Environ un email marketing légitime sur six n'atteint jamais la boîte de réception : il finit en spam ou disparaît en route4. Le réflexe, face à ce constat, est de traquer les mots « interdits » dans l'objet. C'est presque toujours une perte de temps. Un filtre moderne vérifie d'abord qui vous êtes, et seulement ensuite ce que vous avez écrit.
Cet article sépare les fausses causes des vraies, dans leur ordre d'impact réel. Il fait le point sur les règles que Gmail, Yahoo et Outlook imposent désormais, et finit par un plan pour sortir des spams et y rester.
En bref
- Les « spam words » sont un mythe. Un mot comme « gratuit » ne déclenche le filtre que si votre réputation est déjà mauvaise.
- Quatre vraies causes : authentification absente ou mal réglée, liste sale (bounces, plaintes), engagement en chute, et désinscription introuvable.
- Depuis 2024-2025, Gmail, Yahoo et Outlook exigent SPF, DKIM et DMARC, plus un taux de plainte sous 0,3 % pour les expéditeurs en volume13.
- La fréquence est un levier sous-estimé : trop d'envois fatiguent la liste, l'engagement baisse, la réputation suit, et le spam s'installe.
Comment un filtre décide, en quelques millisecondes
Quand votre email arrive chez un fournisseur de messagerie, il est noté sur une série de signaux avant d'atterrir quelque part. Trois comptent plus que tout le reste : prouvez-vous votre identité, quel crédit votre historique vous donne, et comment vos destinataires réagissent.
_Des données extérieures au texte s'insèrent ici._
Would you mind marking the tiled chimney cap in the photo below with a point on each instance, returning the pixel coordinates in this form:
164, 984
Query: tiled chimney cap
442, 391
L'authentification : prouver que c'est bien vous
Trois réglages, posés dans la zone DNS de votre domaine, disent à la messagerie que l'email vient bien de chez vous. SPF liste les serveurs autorisés à envoyer en votre nom. DKIM ajoute une signature cryptographique qui garantit que le message n'a pas été altéré en route. DMARC relie les deux et indique au destinataire quoi faire si la vérification échoue1. Sans ces trois éléments correctement alignés, n'importe qui peut se faire passer pour vous — et la messagerie le sait, donc elle se méfie de tout ce qui porte votre nom.
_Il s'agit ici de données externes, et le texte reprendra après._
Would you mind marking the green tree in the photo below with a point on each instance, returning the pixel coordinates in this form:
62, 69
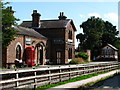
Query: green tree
8, 32
92, 33
97, 33
8, 19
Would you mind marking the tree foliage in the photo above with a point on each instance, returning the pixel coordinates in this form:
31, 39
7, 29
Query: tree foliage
8, 33
97, 33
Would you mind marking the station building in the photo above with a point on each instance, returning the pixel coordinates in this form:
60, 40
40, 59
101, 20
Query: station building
60, 33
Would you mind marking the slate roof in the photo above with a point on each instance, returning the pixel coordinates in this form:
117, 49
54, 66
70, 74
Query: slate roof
50, 23
28, 32
112, 46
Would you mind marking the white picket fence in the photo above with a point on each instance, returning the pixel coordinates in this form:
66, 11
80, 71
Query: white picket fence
41, 76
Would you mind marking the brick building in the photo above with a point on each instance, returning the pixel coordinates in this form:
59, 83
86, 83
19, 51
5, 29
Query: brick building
26, 38
60, 34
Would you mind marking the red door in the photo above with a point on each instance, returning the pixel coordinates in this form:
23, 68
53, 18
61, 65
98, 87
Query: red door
30, 56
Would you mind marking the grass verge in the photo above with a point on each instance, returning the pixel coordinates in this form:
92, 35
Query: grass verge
71, 80
89, 85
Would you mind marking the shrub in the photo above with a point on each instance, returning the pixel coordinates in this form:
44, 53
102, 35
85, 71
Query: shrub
74, 62
83, 55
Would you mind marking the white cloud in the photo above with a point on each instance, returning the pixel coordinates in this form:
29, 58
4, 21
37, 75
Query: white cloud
94, 14
111, 16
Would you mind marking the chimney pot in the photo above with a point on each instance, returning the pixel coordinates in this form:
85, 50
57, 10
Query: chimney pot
34, 11
62, 13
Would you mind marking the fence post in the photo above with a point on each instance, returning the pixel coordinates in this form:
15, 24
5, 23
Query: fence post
35, 80
69, 72
17, 76
49, 76
60, 76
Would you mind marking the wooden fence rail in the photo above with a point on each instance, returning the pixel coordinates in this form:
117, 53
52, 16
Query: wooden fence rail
41, 76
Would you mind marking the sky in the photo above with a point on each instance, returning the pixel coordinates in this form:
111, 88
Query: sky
77, 11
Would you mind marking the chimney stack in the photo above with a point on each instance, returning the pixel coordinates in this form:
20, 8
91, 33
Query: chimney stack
35, 19
10, 9
62, 17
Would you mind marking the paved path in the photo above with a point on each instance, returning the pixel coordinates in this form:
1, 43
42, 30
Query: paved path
83, 82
La réputation : votre historique vous précède
Chaque domaine et chaque adresse IP d'envoi traîne une réputation, construite sur des mois de comportement : volumes, régularité, plaintes, bounces. Elle est invisible tant que tout va bien, et devient le premier endroit à inspecter dès que vos emails commencent à manquer la boîte de réception5. Une bonne réputation absorbe une erreur ponctuelle ; une réputation abîmée fait basculer en spam même un message irréprochable.
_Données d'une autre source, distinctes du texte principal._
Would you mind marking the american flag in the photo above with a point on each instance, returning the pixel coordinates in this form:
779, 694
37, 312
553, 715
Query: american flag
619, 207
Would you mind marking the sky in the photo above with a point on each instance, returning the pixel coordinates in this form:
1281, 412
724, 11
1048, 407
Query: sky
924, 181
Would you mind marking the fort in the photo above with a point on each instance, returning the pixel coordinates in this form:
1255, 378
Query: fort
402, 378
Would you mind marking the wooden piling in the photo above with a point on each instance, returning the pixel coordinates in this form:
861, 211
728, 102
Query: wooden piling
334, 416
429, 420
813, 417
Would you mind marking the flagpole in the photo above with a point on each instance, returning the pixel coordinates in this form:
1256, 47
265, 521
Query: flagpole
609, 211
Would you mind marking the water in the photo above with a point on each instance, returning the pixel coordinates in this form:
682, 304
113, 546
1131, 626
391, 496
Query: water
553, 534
L'engagement : ce que font vos destinataires
C'est devenu le signal central. Si les gens ouvrent, lisent, répondent, la messagerie en déduit que votre courrier est désiré. S'ils suppriment sans ouvrir, ignorent, ou cliquent sur « signaler comme spam », elle en tire la conclusion inverse — et l'applique à toute votre liste, pas seulement aux mécontents6. Envoyer à des contacts qui ne lisent plus depuis six mois ne fait pas que gâcher un envoi : ça tire votre réputation vers le bas pour tout le monde.
Les fausses causes qui vous font perdre du temps
Avant les vraies causes, il faut écarter celles qui occupent l'essentiel des discussions et ne changent presque rien.
Le mythe des « spam words »
« Gratuit », « urgent », « offre limitée » : la liste circule depuis vingt ans. La réalité est qu'un mot ne fait basculer en spam que lorsque la réputation est déjà mauvaise. Envoyé depuis un domaine sain, « gratuit » dans un objet passe sans problème5. Les filtres des années 1990 lisaient surtout des mots-clés ; ceux d'aujourd'hui jugent d'abord l'expéditeur. Réécrire un objet pour éviter un terme, pendant que la vraie cause reste en place, ne déplace pas les taux d'ouverture.
Un seul mot, une image, un lien
Aucun élément isolé ne déclenche le spam à lui seul. Une image, plusieurs liens, un point d'exclamation : tout cela s'évalue dans un contexte, croisé avec votre réputation et l'engagement passé. Le risque vient d'une accumulation de signaux douteux sur un expéditeur déjà fragile, jamais d'un détail unique sur un expéditeur de confiance.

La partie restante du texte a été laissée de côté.